I nod. I need to be polite to him. Marian and I have to work in unison now, without seeing what the other one is doing—her from the inside and me from out here, like we’re picking a lock from either side of the door.

He says, “We have Marian’s address as Eighty-seven Adelaide Avenue, is that correct?”

“Yes.”

“Any other residences?”

“No, but she wasn’t home this week, she’d rented a cottage on the north coast.”

I tell him the name of the rental agency. All I know about the location is that a waterfall is nearby. Marian said she’d hiked down to the end of the headland, below the cottage, and when she turned around, a waterfall was twisting over the top of the cliff. I want the detective to see this, Marian standing alone on a spit of land in hiking boots and a rainproof jacket, watching water pour into the sea.

“Did anyone go on the trip with her?”

“No.”

“Have you spoken to her since she left?”

I open our messages and hand him my phone. He scrolls up, reading our texts, pausing at the picture she sent yesterday morning from Ursa Minor of two cream horns. I can’t bear to look at it, to think of her sitting in a bakery, working through her pastries, not realizing what was about to happen.

“Are you certain she went alone?” he asks.

“Yes.”

“Who took this picture, then?” he asks, turning the phone toward me, at the photo of Marian laughing on the rope bridge.

“I don’t know. She must have asked another tourist.”

“Has Marian made any other trips recently?”

“No.”

“Does she have travel documents in any other names?”

“Of course not.”

I remember how distressed she was after the Victoria Square attack in April, how pinched her face looked. Marian was off duty during the attack, but still ran to help. The IRA had planted an incendiary device, which went off prematurely, when the complex was full of shoppers. Hours later, when she appeared at my house, her jeans were stiff with blood from the knee to the ankle. She said, “When is it going to stop?”

I slowly lift my head to look at the detective. “Is she working for you? Is she an informer?”

“No.”

“Would you know?”

“I’d know.”

Detective inspector. How many ranks are there above him? Fenton checks his watch. I look down at the traffic on the Westlink, where the cars have slowed almost to a standstill as the sky opens, releasing the downpour.

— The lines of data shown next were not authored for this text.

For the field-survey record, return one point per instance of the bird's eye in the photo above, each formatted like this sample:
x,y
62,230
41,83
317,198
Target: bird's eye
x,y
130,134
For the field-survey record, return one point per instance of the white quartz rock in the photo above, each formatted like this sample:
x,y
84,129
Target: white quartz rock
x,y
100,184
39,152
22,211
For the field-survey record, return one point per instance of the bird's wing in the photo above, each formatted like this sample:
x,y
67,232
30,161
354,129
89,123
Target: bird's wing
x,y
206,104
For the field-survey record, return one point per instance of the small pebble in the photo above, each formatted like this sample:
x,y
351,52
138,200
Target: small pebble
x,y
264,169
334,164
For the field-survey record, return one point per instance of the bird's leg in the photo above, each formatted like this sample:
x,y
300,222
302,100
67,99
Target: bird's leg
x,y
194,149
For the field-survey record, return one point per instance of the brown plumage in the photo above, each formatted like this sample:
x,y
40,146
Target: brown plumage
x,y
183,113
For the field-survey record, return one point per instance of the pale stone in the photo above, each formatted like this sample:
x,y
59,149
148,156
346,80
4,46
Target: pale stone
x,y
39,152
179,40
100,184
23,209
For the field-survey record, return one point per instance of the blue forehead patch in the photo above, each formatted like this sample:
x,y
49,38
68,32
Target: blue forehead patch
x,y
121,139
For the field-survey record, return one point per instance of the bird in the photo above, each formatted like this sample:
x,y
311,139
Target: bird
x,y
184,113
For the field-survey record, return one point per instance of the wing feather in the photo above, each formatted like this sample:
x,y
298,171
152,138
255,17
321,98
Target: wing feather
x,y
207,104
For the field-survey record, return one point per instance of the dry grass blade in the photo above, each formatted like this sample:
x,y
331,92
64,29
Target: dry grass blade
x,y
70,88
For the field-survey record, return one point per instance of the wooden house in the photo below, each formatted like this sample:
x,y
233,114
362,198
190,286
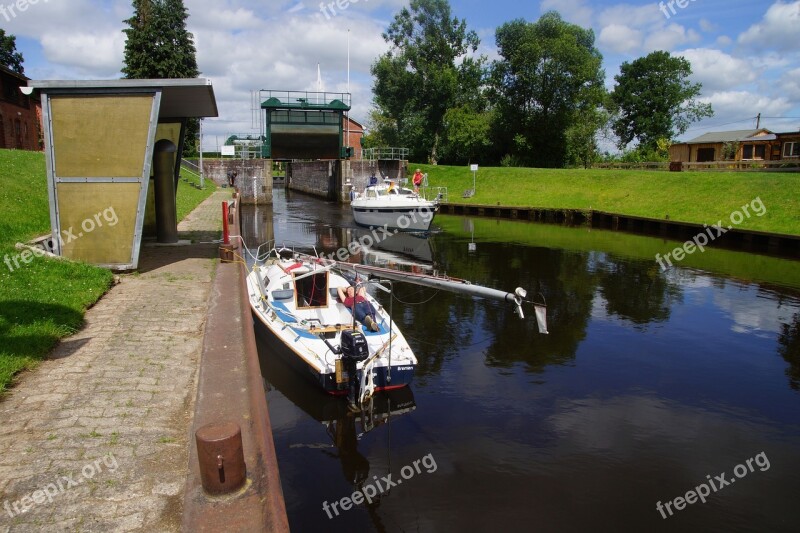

“Does Marian visit extremist websites?” he asks.

“No.”

News broadcasts sometimes show IRA videos, though. She may have seen those. Men with ski masks over their faces, setting out their demands, or sitting at a table in silence, assembling a bomb.

The detective seems to think Marian has been groomed. That someone has been taking her away on trips, sending her extremist material to read. I know what they say, the recruiters. Come where you are needed. Come where you are loved.

“Does Marian have access to any industrial chemicals?”

“No. Look, this is absurd.”

“We only want to find her,” he says, which anyone from here would know isn’t true. The police don’t search for a terrorist the same way they search for a missing person. Let’s say they find a house and send in a special operations team. The team will have different instructions for a raid than an extraction, they will behave differently if someone inside the house needs to be protected.

“She’s pregnant,” I say.

The detective takes in a breath. I wait for a moment, like I’m silently checking Marian’s response. This was the first tug on the lock, this lie.